Étant entré l’autre jour dans l’école de Denys le grammairien, j’y trouvai quelques jeunes gens des mieux faits et des meilleures familles de la ville, avec leurs amants. Il y en avait surtout deux qui disputaient ensemble, mais sur quoi, c’est ce que je n’entendis pas bien ; cependant il me parut que c’était sur Anaxagore (132b) ou Œnopide ; car ils traçaient des cercles, et avec la main ils imitaient certaines conversions des cieux ; leur application était extrême. Curieux de savoir ce que c’était, je m’adressai à un jeune homme auprès de qui j’étais assis ; et par hasard c’était l’amant de l’un de ceux qui disputaient. Je lui demandai donc, en le poussant un peu du coude, de quoi ces deux jeunes gens étaient si fort occupés. Il faut, lui dis-je, que ce soit quelque chose de grand et de beau, pour exciter une application si sérieuse ? Bon ! me répondit-il, quelque chose de grand et de beau ! Ils sont là à bavarder sur les astres, et à débiter quelques niaiseries philosophiques. (132c) Surpris de cette réponse : Comment ! lui dis-je, jeune homme trouves-tu donc qu’il soit ridicule de philosopher ? Pourquoi parler si durement ? Un autre jeune homme, qui était assis près de lui, et qui était son rival, ayant entendu ma demande et sa réponse, me dit : En vérité, Socrate, tu ne trouves pas ton compte à demander à cet homme-là, s’il croit que la philosophie soit une extravagance ; ne sais-tu pas qu’il a passé toute sa vie à remuer ses épaules dans la palestre, à bien se nourrir et à dormir ? Quelle autre réponse

peux-tu attendre de lui, sinon qu’il n’y a rien de plus ridicule que la philosophie ? (132d) Celui qui me parlait ainsi avait cultivé son esprit ; et l’autre, qu’il traitait si mal, n’avait cultivé que son corps. Je jugeai donc à propos de laisser là celui que j’avais d’abord interrogé et qui lui-même ne se donnait pas comme très propre à la conversation, et je m’attachai à son rival, qui se piquait d’être plus savant, et tâchai d’en tirer quelque chose. Je vous parlais à tous deux, lui dis-je, et si tu te sens en état de me répondre mieux que lui, je te fais la même question. Réponds-moi, crois-tu que ce soit une belle chose de philosopher ? ou crois-tu le contraire ? (133a) Les deux jeunes gens qui disputaient ensemble nous ayant entendus, cessèrent de disputer, et se mirent à nous écouter avec un profond silence. Je ne sais pas ce qu’à leur approche les deux rivaux éprouvèrent, mais pour moi, je tressaillis. C’est l’impression que me font toujours la jeunesse et la beauté. L’un des deux amants ne me parut pas moins ému que moi. Cependant il ne laissa pas de me répondre d’un ton avantageux :

— Socrate, si je pensais (133b) qu’il fût ridicule de philosopher, je ne me croirais pas un homme, et je ne regarde pas comme un homme quiconque peut avoir une telle pensée ; faisant par-là allusion à son rival, et haussant la voix pour être entendu de celui qu’il aimait.

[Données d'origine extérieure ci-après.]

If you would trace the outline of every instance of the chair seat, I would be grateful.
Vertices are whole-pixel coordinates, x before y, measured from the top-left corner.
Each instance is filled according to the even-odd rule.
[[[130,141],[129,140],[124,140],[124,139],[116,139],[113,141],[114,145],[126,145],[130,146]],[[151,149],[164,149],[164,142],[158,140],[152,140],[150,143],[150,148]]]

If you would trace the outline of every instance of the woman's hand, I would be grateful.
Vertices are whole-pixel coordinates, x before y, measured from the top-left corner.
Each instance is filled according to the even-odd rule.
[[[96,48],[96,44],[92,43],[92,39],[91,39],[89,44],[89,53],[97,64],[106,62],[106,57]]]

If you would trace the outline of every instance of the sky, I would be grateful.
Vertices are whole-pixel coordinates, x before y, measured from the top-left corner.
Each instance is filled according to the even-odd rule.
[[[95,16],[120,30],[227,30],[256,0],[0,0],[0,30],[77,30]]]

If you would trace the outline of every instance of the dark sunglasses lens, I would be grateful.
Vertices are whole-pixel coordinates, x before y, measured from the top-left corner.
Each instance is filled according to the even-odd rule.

— C’est donc une belle chose de philosopher, lui dis-je.

— Oui, assurément, répondit-il.

— Mais, repris-je, te paraît-il possible de décider si une chose est belle ou laide, si on ne la connaît auparavant?

— Non.

— (133c) Eh bien ! sais-tu ce que c’est que philosopher?

— Sans doute, me dit-il, je le sais.

— Qu’est-ce donc, lui demandai-je?

— Ce n’est autre chose, me répondit-il, que ce que Solon a dit quelque part : Je vieillis en apprenant toujours.Et il me semble que celui qui veut être philosophe doit ainsi apprendre tous les jours quelque chose, et dans sa jeunesse et dans sa vieillesse, pour savoir en cette vie le plus qu’on peut savoir.

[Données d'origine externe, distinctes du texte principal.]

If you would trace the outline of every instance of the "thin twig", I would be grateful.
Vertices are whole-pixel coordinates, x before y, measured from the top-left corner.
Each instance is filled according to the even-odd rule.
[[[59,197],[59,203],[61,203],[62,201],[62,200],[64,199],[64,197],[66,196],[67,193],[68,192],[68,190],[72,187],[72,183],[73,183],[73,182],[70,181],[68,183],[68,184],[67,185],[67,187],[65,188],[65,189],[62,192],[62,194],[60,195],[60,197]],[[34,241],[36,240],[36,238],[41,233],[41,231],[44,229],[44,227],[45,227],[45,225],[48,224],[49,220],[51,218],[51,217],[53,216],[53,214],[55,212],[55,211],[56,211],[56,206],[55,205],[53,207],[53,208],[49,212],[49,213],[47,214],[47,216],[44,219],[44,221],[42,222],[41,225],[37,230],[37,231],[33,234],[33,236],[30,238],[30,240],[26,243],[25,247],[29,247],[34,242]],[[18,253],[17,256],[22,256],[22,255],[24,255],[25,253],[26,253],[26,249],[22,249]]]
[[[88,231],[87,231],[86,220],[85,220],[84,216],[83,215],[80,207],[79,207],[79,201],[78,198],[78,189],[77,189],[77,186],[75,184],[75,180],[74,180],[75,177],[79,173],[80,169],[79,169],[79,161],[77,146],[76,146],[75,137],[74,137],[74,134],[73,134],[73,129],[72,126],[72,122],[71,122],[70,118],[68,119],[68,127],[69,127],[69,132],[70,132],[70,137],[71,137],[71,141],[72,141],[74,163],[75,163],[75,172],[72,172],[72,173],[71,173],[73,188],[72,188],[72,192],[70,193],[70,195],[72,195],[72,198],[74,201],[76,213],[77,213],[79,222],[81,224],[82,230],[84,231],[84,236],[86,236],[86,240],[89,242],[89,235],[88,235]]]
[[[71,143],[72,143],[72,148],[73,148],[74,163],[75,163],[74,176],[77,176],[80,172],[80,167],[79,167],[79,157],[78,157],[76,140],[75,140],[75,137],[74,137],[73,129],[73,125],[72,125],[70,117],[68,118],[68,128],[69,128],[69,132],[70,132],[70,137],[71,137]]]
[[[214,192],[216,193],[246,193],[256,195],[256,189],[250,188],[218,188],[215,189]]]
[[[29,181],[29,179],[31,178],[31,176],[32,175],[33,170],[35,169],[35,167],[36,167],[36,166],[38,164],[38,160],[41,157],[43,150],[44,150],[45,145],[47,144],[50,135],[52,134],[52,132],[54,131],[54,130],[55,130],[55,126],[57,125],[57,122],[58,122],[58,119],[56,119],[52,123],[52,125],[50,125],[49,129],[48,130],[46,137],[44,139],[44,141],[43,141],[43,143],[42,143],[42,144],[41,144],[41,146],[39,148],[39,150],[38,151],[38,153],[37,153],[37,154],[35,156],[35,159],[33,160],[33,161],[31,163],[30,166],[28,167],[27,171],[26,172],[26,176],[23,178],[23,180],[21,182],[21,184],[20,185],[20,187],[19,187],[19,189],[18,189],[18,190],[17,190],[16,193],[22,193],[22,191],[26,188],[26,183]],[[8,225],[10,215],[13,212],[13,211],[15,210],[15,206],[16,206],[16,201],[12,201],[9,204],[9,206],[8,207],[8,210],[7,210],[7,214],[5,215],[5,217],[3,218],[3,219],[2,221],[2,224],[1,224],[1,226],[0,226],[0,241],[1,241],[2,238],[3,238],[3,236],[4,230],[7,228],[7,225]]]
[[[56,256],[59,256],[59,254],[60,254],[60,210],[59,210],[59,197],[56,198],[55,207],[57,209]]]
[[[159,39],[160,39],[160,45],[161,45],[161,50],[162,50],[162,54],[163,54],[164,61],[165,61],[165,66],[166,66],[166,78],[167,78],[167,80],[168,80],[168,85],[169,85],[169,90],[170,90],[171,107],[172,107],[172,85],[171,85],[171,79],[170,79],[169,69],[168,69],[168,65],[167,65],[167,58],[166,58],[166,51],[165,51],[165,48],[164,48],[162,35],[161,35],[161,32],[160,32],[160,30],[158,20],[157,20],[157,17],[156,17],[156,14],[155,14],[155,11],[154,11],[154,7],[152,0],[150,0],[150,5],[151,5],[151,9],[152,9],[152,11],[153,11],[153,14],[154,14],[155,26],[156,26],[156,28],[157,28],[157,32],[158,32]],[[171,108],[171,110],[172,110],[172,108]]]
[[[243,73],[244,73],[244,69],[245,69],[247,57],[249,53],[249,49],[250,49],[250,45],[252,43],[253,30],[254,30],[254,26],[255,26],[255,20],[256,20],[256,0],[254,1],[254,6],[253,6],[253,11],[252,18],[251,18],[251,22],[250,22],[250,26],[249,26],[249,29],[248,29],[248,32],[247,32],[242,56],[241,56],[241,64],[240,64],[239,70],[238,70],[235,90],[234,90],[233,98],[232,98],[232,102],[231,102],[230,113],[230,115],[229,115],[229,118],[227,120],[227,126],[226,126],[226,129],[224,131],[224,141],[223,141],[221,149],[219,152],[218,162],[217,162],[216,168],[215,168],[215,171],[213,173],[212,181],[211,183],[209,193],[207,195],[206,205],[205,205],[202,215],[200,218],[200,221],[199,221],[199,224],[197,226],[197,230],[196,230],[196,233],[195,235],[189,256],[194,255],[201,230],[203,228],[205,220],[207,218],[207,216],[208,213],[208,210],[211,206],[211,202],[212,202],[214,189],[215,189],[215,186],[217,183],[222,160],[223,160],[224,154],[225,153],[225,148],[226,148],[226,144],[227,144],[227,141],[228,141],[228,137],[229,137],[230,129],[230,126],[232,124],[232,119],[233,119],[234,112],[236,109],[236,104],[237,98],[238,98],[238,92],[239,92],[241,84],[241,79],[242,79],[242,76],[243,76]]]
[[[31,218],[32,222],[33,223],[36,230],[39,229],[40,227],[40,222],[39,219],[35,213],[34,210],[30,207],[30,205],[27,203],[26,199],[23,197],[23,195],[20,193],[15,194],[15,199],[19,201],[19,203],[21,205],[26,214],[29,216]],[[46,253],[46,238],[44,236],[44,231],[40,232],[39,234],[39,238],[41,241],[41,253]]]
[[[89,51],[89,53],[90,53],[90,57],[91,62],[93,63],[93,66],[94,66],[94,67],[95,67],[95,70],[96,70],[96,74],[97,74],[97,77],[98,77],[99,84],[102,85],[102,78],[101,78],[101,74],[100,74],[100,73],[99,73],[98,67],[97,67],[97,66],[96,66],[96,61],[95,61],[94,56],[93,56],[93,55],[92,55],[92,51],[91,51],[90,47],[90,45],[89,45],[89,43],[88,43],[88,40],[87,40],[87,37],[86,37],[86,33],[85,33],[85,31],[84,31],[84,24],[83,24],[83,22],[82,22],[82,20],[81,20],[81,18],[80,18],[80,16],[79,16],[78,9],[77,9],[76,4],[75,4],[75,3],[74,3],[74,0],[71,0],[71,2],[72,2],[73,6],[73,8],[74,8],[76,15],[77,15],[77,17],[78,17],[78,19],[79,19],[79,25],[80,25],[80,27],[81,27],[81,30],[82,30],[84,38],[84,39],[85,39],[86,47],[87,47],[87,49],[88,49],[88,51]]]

D’abord, cette réponse me parut satisfaisante ; mais, après y avoir un peu pensé, je lui demandai s’il croyait que la philosophie consistât à tout apprendre. (133d)

— Sans aucun doute, me répondit-il.

— Mais penses-tu, lui dis-je, que la philosophie soit seulement belle, ou crois-tu aussi qu’elle soit utile?

— Très utile aussi, me répondit-il.

— Cela te paraît-il particulier à la philosophie, repris-je, ou crois-tu qu’il en soit ainsi des autres arts ? Par exemple, le goût de la gymnastique te paraît-il aussi utile que beau?

— C’est selon, répondit-il en plaisantant ; avec celui-ci, désignant son rival, je ne crains pas de dire que ce goût n’est ni l’un ni l’autre ; mais avec toi, Socrate, (133e) je conviens qu’il est à-la-fois et très beau et très utile.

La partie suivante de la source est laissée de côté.